Startup Rusia Ngaku Bisa Setir Burung Merpati Seperti Drone

Share

Neiry, sebuah startup neuroteknologi inovatif yang berbasis di Rusia, baru-baru ini mengguncang dunia teknologi dan biologi dengan klaim yang terdengar langsung dari halaman novel fiksi ilmiah: mereka telah berhasil mengubah burung merpati hidup menjadi "bio-drone" yang dapat dikendalikan dari jarak jauh oleh operator manusia. Terobosan ini, yang memadukan biologi dengan kecanggihan teknologi antarmuka otak-komputer (BCI), membuka era baru dalam eksplorasi teknologi drone, namun sekaligus memicu perdebatan etika yang mendalam mengenai batas-batas manipulasi terhadap makhluk hidup.

Dalam sebuah pengumuman yang menarik perhatian global, Neiry mengonfirmasi bahwa mereka telah menyelesaikan serangkaian penerbangan uji coba yang sukses. Burung-burung merpati yang telah dimodifikasi secara bionik ini secara akurat mampu mengikuti jalur penerbangan yang telah ditentukan oleh sistem komputer, menunjukkan tingkat kontrol yang presisi dan belum pernah terjadi sebelumnya. Keberhasilan ini bukan sekadar demonstrasi teknologi, melainkan sebuah pernyataan berani tentang potensi intervensi neuroteknologi pada organisme hidup.

Para peneliti di Neiry pada dasarnya telah merombak cara kerja otak burung merpati, mengubahnya menjadi sistem pengendali penerbangan biologis yang responsif. Prosesnya melibatkan penempatan elektroda mikro melalui tengkorak burung yang kemudian dihubungkan dengan stimulator listrik kecil yang dipasang di bagian kepala. Antarmuka canggih inilah yang menjadi kunci. Sistem ini mengirimkan stimulasi listrik ringan ke bagian-bagian otak tertentu yang bertanggung jawab atas navigasi dan orientasi spasial. Stimulasi ini tidak dimaksudkan untuk menimbulkan rasa sakit, melainkan untuk memicu respons naluriah atau motivasi pada burung, mendorongnya untuk berbelok ke kiri atau ke kanan sesuai perintah yang diberikan operator.

Mekanisme ini bekerja dengan memanfaatkan sirkuit saraf alami burung. Ketika operator manusia mengirimkan sinyal melalui antarmuka, stimulator akan mengaktifkan area otak yang secara alami memproses arah atau keinginan untuk bergerak. Ini bisa jadi area yang terkait dengan sistem penghargaan, orientasi spasial, atau bahkan pusat motorik, membuat burung merasakan dorongan internal untuk mengubah arah terbang. Hasilnya adalah respons yang mulus dan alami, seolah-olah burung itu sendiri yang memutuskan untuk berbelok, padahal keputusannya dipicu oleh perintah eksternal.

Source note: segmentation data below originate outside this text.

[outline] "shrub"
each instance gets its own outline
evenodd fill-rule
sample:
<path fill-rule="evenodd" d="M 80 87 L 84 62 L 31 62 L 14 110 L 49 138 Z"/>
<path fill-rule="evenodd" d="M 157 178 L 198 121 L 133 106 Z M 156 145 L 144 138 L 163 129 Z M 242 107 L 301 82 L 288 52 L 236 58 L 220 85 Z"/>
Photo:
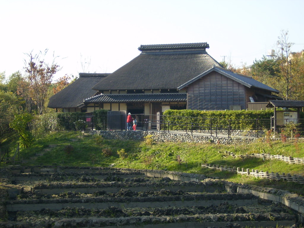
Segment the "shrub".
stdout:
<path fill-rule="evenodd" d="M 153 140 L 152 138 L 153 136 L 152 135 L 148 135 L 147 136 L 145 136 L 143 137 L 145 139 L 145 143 L 147 145 L 152 145 Z"/>
<path fill-rule="evenodd" d="M 67 154 L 70 154 L 74 150 L 74 147 L 70 144 L 64 147 L 64 152 Z"/>
<path fill-rule="evenodd" d="M 119 156 L 119 158 L 122 159 L 125 159 L 126 158 L 127 156 L 127 154 L 125 151 L 124 149 L 121 149 L 117 151 L 117 154 Z"/>
<path fill-rule="evenodd" d="M 106 157 L 107 157 L 112 155 L 112 150 L 111 150 L 111 148 L 104 148 L 102 149 L 102 151 L 103 155 Z M 117 152 L 117 153 L 118 153 L 118 152 Z"/>
<path fill-rule="evenodd" d="M 85 128 L 87 125 L 85 123 L 85 121 L 82 119 L 78 119 L 74 122 L 75 125 L 75 128 L 76 130 L 81 130 Z"/>
<path fill-rule="evenodd" d="M 107 124 L 108 110 L 105 109 L 95 110 L 93 112 L 93 119 L 97 130 L 105 129 Z"/>
<path fill-rule="evenodd" d="M 99 146 L 101 145 L 103 141 L 103 137 L 102 136 L 99 135 L 94 135 L 93 139 L 95 144 Z"/>
<path fill-rule="evenodd" d="M 165 124 L 163 127 L 167 127 L 167 123 L 169 122 L 179 124 L 171 125 L 171 130 L 185 130 L 187 128 L 188 130 L 190 130 L 192 123 L 195 123 L 194 125 L 199 126 L 196 127 L 197 129 L 192 128 L 193 130 L 209 130 L 210 125 L 215 127 L 216 125 L 220 128 L 226 129 L 230 124 L 231 129 L 255 130 L 257 127 L 256 119 L 259 119 L 257 126 L 258 128 L 262 129 L 268 127 L 266 125 L 268 125 L 269 123 L 261 120 L 267 119 L 270 121 L 272 114 L 273 111 L 270 110 L 206 112 L 189 109 L 168 109 L 164 112 L 163 118 Z"/>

Salah satu aspek menarik dari teknologi ini adalah kemampuannya untuk berintegrasi dengan kehidupan normal burung. Ketika tidak sedang dalam misi atau menerima sinyal dari operator, burung merpati eksperimen ini diklaim dapat melanjutkan rutinitasnya seperti biasa, terbang bebas, mencari makan, dan berinteraksi dengan lingkungannya tanpa gangguan yang signifikan. Namun, begitu sinyal kontrol diaktifkan, burung-burung ini dapat dengan patuh mengikuti jalur terbang yang telah diprogram, mirip dengan bagaimana drone quadcopter mengikuti koordinat GPS yang telah ditetapkan. Fleksibilitas ini menunjukkan tingkat adaptasi dan non-invasif yang diklaim oleh Neiry.

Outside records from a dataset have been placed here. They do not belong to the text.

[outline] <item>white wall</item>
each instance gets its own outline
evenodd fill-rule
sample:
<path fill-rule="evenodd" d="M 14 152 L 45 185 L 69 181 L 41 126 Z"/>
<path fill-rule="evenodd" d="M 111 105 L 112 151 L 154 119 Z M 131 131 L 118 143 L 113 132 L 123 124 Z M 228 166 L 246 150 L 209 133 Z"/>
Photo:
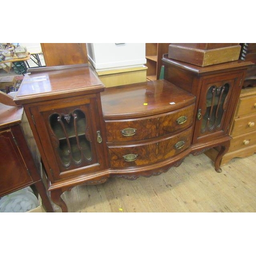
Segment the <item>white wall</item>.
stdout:
<path fill-rule="evenodd" d="M 88 59 L 97 71 L 142 67 L 145 43 L 87 43 Z"/>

Neiry juga sangat menekankan bahwa prosedur pemasangan implan ini aman dan tidak menimbulkan risiko tinggi terhadap kelangsungan hidup atau kesejahteraan jangka panjang burung. Mereka mengklaim bahwa burung yang telah menjalani operasi dapat segera dikerahkan setelah prosedur, mengindikasikan proses pemulihan yang cepat dan minimal. Pernyataan ini penting untuk meredakan kekhawatiran awal mengenai dampak fisik dan kesehatan pada hewan yang digunakan dalam eksperimen ini. Namun, "aman" dalam konteks fisik belum tentu berarti "etis" dalam konteks otonomi.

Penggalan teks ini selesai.